El panel partió de una premisa compartida: la esperanza no se limita a una reflexión teórica, sino que se expresa en decisiones, vínculos y gestos cotidianos dentro de las empresas. A lo largo del diálogo, se abordó cómo esta virtud se fortalece cuando se vive en relación con otros y se traduce en acciones concretas, especialmente en contextos de dificultad, crisis o incertidumbre.

La comunidad como espacio de apoyo

Desde una mirada gremial y empresarial, Juan Vicente Ramírez compartió su experiencia sobre el valor del trabajo en comunidad. Señaló que la esperanza se potencia cuando la responsabilidad es compartida y cuando las empresas se abren a la solidaridad, incluso con actores inesperados. Su testimonio puso de relieve cómo la articulación entre personas, instituciones y organizaciones permite generar respuestas concretas frente a situaciones de vulnerabilidad y fortalece la confianza para actuar con mayor compromiso en el ámbito empresarial.

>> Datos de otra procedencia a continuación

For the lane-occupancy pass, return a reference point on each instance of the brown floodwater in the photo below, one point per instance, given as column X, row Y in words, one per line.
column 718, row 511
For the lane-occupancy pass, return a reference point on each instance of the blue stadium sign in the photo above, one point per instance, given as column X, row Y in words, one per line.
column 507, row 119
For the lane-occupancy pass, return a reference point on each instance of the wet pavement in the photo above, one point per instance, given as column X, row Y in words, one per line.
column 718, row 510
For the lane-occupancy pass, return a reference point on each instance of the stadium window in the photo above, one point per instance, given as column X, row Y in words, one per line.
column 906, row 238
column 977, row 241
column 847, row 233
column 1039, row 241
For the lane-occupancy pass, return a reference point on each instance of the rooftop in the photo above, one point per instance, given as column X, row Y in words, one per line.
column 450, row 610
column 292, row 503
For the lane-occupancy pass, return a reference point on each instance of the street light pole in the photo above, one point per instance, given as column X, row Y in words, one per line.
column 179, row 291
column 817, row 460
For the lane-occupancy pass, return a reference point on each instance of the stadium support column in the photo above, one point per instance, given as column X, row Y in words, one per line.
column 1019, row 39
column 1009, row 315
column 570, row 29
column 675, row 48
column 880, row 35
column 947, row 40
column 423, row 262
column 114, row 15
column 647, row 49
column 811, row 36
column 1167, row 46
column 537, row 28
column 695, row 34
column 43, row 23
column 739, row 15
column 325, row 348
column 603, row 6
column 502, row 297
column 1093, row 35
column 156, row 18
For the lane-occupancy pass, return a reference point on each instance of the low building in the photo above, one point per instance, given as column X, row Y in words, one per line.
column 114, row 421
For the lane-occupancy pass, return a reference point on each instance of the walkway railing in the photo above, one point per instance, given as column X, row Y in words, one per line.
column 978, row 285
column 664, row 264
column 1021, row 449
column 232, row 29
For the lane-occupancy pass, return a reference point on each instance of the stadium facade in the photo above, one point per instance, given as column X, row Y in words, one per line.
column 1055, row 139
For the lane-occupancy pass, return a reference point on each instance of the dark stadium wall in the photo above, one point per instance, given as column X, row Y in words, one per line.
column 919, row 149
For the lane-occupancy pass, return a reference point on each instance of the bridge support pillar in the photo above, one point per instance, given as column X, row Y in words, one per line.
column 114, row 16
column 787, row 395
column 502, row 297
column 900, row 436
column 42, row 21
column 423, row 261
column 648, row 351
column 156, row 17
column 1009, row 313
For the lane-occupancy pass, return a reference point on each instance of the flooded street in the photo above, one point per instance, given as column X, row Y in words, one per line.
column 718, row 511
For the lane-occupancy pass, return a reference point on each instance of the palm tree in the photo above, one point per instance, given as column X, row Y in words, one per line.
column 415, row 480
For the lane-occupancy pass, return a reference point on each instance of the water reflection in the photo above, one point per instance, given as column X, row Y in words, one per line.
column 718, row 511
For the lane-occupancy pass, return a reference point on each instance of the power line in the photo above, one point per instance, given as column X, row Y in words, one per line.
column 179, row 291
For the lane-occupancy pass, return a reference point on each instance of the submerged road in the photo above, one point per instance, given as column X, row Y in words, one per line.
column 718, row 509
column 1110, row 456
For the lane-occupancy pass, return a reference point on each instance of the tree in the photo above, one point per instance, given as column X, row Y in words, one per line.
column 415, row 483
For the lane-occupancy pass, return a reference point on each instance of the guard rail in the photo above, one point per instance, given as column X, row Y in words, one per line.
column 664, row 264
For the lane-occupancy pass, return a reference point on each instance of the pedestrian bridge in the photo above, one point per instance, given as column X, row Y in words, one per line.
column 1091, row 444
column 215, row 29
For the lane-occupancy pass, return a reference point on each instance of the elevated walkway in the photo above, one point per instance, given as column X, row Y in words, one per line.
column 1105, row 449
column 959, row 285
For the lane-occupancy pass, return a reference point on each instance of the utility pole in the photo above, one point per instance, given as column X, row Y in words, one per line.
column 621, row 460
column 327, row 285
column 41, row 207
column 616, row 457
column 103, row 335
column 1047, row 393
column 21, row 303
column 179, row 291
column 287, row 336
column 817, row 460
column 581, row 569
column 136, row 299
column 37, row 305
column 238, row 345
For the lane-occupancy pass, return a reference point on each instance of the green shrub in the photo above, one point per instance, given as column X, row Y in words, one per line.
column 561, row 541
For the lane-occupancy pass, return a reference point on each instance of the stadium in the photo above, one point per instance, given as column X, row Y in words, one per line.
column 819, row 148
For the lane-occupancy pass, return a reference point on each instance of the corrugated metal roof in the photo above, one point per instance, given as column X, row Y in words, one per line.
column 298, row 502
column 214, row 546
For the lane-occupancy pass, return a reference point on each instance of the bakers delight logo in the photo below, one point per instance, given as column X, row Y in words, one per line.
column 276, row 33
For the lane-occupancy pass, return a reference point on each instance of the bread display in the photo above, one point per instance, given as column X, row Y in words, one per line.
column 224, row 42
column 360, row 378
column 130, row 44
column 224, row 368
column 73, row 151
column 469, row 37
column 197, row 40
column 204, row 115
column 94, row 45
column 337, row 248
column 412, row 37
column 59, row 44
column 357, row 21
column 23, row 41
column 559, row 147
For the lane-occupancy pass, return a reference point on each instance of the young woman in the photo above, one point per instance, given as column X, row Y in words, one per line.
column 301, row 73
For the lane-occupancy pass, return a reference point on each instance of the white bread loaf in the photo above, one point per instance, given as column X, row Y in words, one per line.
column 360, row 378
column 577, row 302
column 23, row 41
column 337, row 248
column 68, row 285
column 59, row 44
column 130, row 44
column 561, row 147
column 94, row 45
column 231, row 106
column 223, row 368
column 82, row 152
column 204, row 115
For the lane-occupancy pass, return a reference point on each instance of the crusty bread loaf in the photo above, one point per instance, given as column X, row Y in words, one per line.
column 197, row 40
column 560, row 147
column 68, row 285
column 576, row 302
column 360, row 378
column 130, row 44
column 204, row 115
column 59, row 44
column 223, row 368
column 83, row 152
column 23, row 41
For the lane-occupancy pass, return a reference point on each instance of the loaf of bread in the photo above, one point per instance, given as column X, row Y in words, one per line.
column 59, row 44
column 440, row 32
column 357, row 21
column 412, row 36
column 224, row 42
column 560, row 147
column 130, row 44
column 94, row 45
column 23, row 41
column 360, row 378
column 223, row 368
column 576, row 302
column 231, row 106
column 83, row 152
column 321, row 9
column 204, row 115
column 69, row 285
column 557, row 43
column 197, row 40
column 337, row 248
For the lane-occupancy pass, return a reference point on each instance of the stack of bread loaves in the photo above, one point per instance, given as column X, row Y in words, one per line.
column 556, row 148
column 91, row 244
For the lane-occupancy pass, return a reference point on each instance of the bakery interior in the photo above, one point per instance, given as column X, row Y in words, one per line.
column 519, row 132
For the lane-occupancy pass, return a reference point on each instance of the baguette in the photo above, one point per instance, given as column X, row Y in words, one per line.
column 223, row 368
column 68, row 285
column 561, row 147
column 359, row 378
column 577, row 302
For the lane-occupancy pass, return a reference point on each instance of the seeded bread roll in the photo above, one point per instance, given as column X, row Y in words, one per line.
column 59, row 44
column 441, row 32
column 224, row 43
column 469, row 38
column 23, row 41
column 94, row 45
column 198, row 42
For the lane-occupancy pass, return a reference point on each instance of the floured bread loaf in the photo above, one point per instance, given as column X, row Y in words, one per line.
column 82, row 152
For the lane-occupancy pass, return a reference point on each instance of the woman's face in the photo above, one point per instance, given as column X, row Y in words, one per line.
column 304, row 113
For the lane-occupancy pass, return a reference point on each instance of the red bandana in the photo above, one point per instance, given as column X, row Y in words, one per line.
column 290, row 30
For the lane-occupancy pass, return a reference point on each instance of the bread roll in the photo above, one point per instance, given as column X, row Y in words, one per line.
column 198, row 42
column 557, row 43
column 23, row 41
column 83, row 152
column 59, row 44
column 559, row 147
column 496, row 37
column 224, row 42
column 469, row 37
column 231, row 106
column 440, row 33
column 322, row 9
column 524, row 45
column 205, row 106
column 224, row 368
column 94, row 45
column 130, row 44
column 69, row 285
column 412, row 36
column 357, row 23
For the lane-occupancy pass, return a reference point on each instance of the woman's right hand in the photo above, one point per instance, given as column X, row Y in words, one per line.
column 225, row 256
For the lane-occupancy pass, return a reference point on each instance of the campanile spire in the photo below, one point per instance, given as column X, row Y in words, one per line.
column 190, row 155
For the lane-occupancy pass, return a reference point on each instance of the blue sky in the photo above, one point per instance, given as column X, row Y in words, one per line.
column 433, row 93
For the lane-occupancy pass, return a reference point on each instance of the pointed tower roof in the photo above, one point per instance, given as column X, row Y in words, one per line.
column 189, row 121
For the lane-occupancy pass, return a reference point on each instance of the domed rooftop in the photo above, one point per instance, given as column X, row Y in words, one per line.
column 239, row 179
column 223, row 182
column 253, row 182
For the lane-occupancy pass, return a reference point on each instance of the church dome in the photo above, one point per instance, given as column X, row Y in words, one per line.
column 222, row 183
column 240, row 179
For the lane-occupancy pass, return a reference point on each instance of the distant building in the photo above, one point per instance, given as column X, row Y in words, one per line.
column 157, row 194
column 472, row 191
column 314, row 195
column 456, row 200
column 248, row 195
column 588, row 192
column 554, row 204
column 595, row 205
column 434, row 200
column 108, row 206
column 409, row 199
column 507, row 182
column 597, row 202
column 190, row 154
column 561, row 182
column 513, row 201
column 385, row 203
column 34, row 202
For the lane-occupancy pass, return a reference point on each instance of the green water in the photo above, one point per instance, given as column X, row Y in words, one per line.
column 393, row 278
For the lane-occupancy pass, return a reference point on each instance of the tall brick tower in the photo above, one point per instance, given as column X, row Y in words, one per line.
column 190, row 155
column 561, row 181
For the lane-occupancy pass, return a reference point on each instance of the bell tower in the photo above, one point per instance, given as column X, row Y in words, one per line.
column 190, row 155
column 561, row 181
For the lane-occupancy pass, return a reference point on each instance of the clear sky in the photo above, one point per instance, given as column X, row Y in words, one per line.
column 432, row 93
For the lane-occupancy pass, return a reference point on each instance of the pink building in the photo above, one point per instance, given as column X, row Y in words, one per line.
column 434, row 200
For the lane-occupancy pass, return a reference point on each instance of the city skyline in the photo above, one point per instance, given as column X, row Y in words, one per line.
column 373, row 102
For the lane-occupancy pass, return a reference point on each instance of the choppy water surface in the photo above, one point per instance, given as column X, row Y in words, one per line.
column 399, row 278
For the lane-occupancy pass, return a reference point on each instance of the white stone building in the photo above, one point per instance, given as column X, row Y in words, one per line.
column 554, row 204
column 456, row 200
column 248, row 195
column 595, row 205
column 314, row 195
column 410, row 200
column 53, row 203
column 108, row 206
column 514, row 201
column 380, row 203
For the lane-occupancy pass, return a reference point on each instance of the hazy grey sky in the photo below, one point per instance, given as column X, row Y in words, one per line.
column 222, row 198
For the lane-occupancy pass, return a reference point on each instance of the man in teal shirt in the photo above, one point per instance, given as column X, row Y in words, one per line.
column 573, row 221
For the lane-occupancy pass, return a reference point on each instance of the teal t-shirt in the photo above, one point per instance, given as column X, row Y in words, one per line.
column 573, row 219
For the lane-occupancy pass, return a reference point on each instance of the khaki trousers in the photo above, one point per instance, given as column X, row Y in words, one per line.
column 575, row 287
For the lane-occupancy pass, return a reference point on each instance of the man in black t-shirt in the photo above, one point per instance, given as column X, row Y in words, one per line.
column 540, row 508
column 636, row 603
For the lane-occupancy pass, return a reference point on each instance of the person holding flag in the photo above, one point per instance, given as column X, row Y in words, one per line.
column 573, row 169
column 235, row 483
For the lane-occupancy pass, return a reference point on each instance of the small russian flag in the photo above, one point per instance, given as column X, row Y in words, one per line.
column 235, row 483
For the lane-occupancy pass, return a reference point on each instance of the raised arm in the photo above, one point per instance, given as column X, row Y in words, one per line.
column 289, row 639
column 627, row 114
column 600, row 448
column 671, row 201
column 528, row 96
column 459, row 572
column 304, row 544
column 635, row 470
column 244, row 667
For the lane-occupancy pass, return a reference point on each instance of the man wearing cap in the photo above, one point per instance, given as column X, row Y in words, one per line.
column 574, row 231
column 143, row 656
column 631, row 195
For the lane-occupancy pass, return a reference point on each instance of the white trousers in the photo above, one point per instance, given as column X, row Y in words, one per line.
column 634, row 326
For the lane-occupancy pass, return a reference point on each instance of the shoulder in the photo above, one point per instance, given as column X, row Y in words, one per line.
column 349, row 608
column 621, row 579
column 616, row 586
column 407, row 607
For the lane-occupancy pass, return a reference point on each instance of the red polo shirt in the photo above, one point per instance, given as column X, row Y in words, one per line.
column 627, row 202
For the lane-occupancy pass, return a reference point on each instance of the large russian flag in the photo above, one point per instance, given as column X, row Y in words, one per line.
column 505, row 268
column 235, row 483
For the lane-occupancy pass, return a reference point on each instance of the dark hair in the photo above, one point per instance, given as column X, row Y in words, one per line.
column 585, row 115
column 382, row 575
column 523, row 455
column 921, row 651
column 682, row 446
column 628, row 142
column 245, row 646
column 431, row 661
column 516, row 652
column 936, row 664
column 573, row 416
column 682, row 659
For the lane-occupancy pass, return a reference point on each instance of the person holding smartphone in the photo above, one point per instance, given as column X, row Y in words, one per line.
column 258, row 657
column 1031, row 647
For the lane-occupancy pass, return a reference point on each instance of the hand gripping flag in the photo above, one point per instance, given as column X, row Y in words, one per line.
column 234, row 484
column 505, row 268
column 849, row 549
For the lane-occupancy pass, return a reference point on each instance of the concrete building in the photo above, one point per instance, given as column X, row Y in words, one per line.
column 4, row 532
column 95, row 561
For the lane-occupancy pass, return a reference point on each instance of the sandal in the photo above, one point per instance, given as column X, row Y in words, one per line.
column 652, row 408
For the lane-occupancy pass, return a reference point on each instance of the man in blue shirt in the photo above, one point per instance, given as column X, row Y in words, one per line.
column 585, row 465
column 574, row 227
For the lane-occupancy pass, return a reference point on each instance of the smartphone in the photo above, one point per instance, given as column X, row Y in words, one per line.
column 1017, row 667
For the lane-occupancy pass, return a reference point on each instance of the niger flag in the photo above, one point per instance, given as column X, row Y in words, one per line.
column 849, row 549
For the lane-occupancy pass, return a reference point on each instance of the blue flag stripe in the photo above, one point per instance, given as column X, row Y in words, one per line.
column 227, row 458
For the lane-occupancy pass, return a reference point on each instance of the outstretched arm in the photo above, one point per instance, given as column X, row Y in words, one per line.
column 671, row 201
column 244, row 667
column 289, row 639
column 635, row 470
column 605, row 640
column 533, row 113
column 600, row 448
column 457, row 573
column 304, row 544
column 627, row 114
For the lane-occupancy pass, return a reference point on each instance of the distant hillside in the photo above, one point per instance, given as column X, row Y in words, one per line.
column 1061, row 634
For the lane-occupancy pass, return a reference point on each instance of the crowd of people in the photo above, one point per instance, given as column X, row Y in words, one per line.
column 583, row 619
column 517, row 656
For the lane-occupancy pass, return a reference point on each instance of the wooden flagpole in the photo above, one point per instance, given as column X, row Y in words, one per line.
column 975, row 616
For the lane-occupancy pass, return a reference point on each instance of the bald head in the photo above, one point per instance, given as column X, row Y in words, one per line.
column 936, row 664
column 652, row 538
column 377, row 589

Liderar en contextos complejos

Samuel Castro aportó su experiencia desde la gestión ejecutiva, relatando situaciones de alta complejidad que exigieron sostener equipos, tomar decisiones difíciles y reconstruir caminos en medio de la incertidumbre. En su intervención, subrayó la importancia de transmitir esperanza desde el liderazgo, no solo a través del discurso, sino mediante el trabajo constante, la cercanía con las personas y la coherencia entre propósito y acción. La esperanza, explicó, se vuelve creíble cuando se vive de manera compartida y se proyecta en el día a día del trabajo.

Escuchar la voz del colaborador

Desde el acompañamiento personal, Martín Vilches ofreció una mirada centrada en la escucha y el cuidado de las personas dentro de las organizaciones. A partir de su experiencia como consejero, destacó que muchas situaciones de desesperanza en el ámbito laboral están vinculadas a la falta de espacios de escucha. Acompañar procesos personales, respetar los tiempos y atender situaciones de dolor o pérdida se presentaron como formas concretas de generar esperanza y fortalecer los vínculos en la vida empresarial.

Esperanza compartida

A lo largo del panel, los testimonios coincidieron en que la esperanza no se construye de manera individual, sino en relación con otros. Escuchar, crear vínculos y reconocer la dignidad de cada persona fueron elementos recurrentes en las experiencias compartidas.
El cierre del encuentro reafirmó que vivir el propósito personal y comunitario, en coherencia con la fe y la acción cotidiana, permite que la esperanza se proyecte en la empresa y en el mundo del trabajo de manera concreta y sostenida.